4. I would like to run in SE mode in some configurations for fast simulation. Is it possible to run multiple benchmarks together in SE mode?

(e.g. 1GPGPU apps + 4CPU apps, 1GPGPU apps + 2CPU apps and something like that)

Thank you again for your answering.

Joel Hestness

unread,

Nov 4, 2013, 11:46:29 AM11/4/13

to Kyu-Hyun Choi, gem5-gpu developers

Hi,

1. Doesn't it affect checkpointing to add shared L3 cache? (By modifying Ruby SLICC files)

It should be possible to use checkpointing after adding a shared L3 as long as you either collect checkpoints with the MOESI_hammer protocol (from which you should be able to restore into any other protocol), or if you'd like to collect checkpoints with the protocol including the shared L3, you'll need to make sure that it implements the line flush semantics similar to the MOESI_hammer L1/L2 (see Flush_line transitions).

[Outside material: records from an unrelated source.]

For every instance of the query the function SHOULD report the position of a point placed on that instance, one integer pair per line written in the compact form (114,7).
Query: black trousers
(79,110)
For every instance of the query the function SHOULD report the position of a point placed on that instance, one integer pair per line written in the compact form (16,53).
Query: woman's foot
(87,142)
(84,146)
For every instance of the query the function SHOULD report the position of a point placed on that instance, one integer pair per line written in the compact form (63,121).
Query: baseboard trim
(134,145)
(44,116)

2. Following Gem5 page, MOESI_hammer has private L1/L2 cache. Then MOESI_hammer protocol does not share data through cache? Only through main memory?
(e.g. GPU read data from CPU L2 cache and vice versa.)

That is partially correct. Note that data held in L2 caches can be requested by other L2 caches, so some sharing can occur.

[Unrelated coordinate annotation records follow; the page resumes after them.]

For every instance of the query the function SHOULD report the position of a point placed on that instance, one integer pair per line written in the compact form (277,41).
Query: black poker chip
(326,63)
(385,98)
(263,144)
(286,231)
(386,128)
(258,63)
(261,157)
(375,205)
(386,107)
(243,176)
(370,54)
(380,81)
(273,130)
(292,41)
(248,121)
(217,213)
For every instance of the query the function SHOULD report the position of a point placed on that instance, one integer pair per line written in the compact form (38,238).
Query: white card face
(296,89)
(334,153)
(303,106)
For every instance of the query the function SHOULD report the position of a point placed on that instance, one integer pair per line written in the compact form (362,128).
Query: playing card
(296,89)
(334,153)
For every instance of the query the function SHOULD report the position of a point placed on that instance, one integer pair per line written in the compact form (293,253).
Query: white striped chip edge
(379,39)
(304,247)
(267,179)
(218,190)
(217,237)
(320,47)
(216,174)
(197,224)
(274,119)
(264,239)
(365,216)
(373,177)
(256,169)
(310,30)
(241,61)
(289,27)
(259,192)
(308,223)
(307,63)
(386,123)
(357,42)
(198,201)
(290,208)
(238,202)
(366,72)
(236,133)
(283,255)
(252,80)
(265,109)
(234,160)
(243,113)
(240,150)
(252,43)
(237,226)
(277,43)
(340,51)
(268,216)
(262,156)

3. If shared L3 cache makes problems with checkpointing, is it also matter in SE mode?

This shouldn't be a problem.

4. I would like to run in SE mode in some configurations for fast simulation. Is it possible to run multiple benchmarks together in SE mode?

(e.g. 1GPGPU apps + 4CPU apps, 1GPGPU apps + 2CPU apps and something like that)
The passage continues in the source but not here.